Unlock a world of possibilities! Login now and discover the exclusive benefits awaiting you.
I have a job which creates a Hive table, transfers a file to HDFS, and loads the data from the file into the hive table. At least, that's what I want it to do.
It falls down at the final step, with this error:
Error while compiling statement: FAILED: SemanticException Unable to load data to destination table. Error: The file that you are trying to load does not match the file format of the destination table.
I'm trying a super-minimal case with the table just having a single integer column, and the file just containing the number 3 and a newline.
you use create table if not exists
first of course check - is table have the same structure with GENERIC schema?
then - is table have the same format? (file, not parquet, not etc)
is table have the same delimiters with the file?
@PhilHibbs,make sure the schema of the Hive table and the HDFS file. and also you should mention the same path ,which you specified in tHDFSPut. since if your reading the same file which you have loaded into HDFS.
I got this working, but I'm not 100% sure what the problem was.
The issue now is that I could only get it working by not having any delimiters (by which I mean quotes, not the comma separator) or escape characters. If I tick the "Escape" box in the tHiveCreateTable component, I get this error:
Error while compiling statement: FAILED: ParseException line 2:20 character '<EOF>' not supported here
My ultimate objective is to be able to load an email address such as a","a!#$%&'*+-/=?^_`{|}~@aaa.net into a Hive table.
I got escaping to work! You need to quadruple the backslash, so it appears in the tHiveTableCreate component as "\\\\".
https://jira.talendforge.org/browse/TBD-7964 created as this feels like a bug to me. Certainly needs to be documented!
I'm struggling with this again. I thought I got it working a while back, but I can't get it working now!
My problem is with a comma in the data. For example, this line of data in the file:
"2019-05-16T10:05:44.399Z","12","400","{ \"statusCode\": \"400\", \"details": \"Schema validation error\" }"
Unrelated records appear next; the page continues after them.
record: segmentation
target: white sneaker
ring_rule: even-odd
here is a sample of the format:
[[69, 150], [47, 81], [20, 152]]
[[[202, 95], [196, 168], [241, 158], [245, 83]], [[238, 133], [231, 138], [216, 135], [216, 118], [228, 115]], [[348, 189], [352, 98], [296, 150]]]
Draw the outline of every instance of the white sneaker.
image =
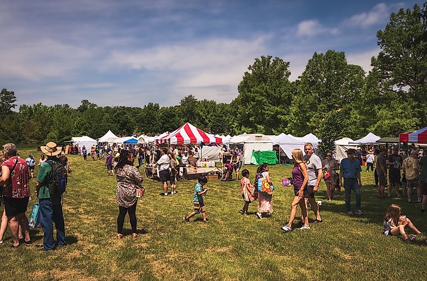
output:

The last column gets truncated at the first comma so all I get is { "statusCode": "400"
Or this, I can reformat the file if needed:
"2019-05-16T10:05:44.399Z","12","400","{ ""statusCode"": ""400"", ""details"": ""Schema validation error"" }"
So I don't mind if the load file needs Excel-style CSV quoting, or C/Java-style escaping, either will do, but it needs to be abe to load quotes, commas, etc.
Like I said earlier, the escaping can be done by quadrupling the slash: "\\\\"
However, there is no quote specifier in the tHiveCreateTable component.
Is it possible with Serde row format?
I have worked around it by writing out the file without quotes, so my row looks like this:
2019-05-16T10:05:44.399Z,12,GB,BF0073,400,{ "statusCode": "400"\, "details": "Schema validation error" }
I had to manually code the escaping of the comma, so every column that might contain a comma has to have .replaceAll(",", "\\\\,") applied to it before writing. Not ideal.